Set up a New Safe Harbor 401(k) Plan by October 1

Business owners and other Highly Compensated Employees (HCE’s) really benefit from a Safe Harbor 401(k) Plan. They can maximize their deferral contributions to the plan regardless of the level of participation by the Non-HCE’s. That maximum for 2020 is $19,500 plus a $6,500 catch up contribution if age 50 of older. The cost of this benefit is an employer contribution to the employees (HCE’s and Non-HCE’s). This Safe Harbor employer contribution can be done in one of two ways:

  1. 3% of compensation to ALL eligible employees OR
  2. A matching contribution calculated as:
    1. Matching contribution of 100% of the first 3% of an employee’s contribution, and 50% of the next 2% of an employee’s contribution. Thus, if an employee contributes the full 5%, it will cost the employer 4% OR
    2. Matching contribution of 100% of the first 4% of an employee’s contribution.

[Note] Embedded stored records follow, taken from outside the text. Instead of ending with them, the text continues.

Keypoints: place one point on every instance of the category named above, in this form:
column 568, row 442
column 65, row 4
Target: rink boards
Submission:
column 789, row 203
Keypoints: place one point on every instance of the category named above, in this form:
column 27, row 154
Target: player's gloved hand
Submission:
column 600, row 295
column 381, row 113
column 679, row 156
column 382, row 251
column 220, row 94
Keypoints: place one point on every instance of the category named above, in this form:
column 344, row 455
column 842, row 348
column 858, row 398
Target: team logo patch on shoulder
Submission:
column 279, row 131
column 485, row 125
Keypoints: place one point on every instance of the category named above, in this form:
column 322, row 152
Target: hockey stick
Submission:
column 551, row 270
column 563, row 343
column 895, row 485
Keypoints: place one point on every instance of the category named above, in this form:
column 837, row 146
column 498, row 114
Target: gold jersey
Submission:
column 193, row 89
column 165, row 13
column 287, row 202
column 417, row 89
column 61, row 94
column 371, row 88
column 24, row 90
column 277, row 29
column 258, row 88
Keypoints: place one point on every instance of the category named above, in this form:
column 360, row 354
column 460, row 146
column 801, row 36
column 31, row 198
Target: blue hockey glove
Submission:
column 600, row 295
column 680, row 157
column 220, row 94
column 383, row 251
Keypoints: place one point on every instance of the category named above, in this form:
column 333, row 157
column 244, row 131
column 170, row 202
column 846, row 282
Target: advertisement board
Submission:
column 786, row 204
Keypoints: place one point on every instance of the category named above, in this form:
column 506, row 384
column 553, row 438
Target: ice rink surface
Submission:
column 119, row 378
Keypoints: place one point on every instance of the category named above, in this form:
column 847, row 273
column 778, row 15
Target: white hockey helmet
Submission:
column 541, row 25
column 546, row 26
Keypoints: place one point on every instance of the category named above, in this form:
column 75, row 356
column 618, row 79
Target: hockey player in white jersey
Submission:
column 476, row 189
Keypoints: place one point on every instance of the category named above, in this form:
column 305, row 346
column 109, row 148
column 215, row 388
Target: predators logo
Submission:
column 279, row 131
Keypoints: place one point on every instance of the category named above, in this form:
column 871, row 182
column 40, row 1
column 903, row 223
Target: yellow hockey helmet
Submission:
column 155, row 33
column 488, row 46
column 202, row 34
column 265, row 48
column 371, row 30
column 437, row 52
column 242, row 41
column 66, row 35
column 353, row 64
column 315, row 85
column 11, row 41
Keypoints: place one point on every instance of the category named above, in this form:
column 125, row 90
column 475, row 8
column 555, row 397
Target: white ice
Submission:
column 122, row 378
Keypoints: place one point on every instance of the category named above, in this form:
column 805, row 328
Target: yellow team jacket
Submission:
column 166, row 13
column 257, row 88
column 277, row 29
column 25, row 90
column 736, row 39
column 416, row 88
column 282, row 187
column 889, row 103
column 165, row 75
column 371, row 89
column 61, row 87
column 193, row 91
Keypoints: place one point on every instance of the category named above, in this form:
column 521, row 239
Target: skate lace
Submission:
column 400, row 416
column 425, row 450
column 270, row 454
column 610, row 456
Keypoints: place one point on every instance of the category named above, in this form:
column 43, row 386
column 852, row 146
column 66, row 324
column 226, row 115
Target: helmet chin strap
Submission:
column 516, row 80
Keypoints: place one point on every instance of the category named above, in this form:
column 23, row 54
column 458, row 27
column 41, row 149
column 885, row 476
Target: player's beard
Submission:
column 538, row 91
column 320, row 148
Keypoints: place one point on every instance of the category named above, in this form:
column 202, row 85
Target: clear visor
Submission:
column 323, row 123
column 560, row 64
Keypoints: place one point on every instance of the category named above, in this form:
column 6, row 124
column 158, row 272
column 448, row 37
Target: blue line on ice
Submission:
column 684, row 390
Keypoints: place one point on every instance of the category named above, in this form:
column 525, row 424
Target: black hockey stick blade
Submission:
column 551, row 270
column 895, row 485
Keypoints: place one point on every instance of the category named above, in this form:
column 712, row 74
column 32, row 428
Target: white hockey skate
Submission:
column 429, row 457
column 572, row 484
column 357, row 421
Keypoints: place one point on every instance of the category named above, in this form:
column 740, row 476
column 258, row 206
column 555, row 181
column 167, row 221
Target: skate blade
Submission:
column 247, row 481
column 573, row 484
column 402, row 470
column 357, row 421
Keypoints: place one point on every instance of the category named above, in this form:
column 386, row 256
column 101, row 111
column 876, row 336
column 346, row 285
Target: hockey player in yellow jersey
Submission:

If option 1) is used, this 3% safe harbor contribution can be used toward satisfying other discrimination tests within the plan, allowing for even more benefit for owners and HCE’s through a profit sharing contribution as well.

Tax Benefits: All Employer contributions to the plan are deductible on the company return, thus lowering tax liability. In addition, an employer adopting a new 401(k) plan may qualify for an additional tax credit of up to $500 per year for the first three years.

If you are interested, have questions, or would like a free proposal, please contact Anne Christian, CPA at achristian@bwtpcpa.com. Remember, the plan needs to be set up by October 1, 2020 in order to take advantage of these benefits in 2020.

Anne Christian, CPA is Manager of the Retirement Services department at BWTP, P.C. Read more about Anne here.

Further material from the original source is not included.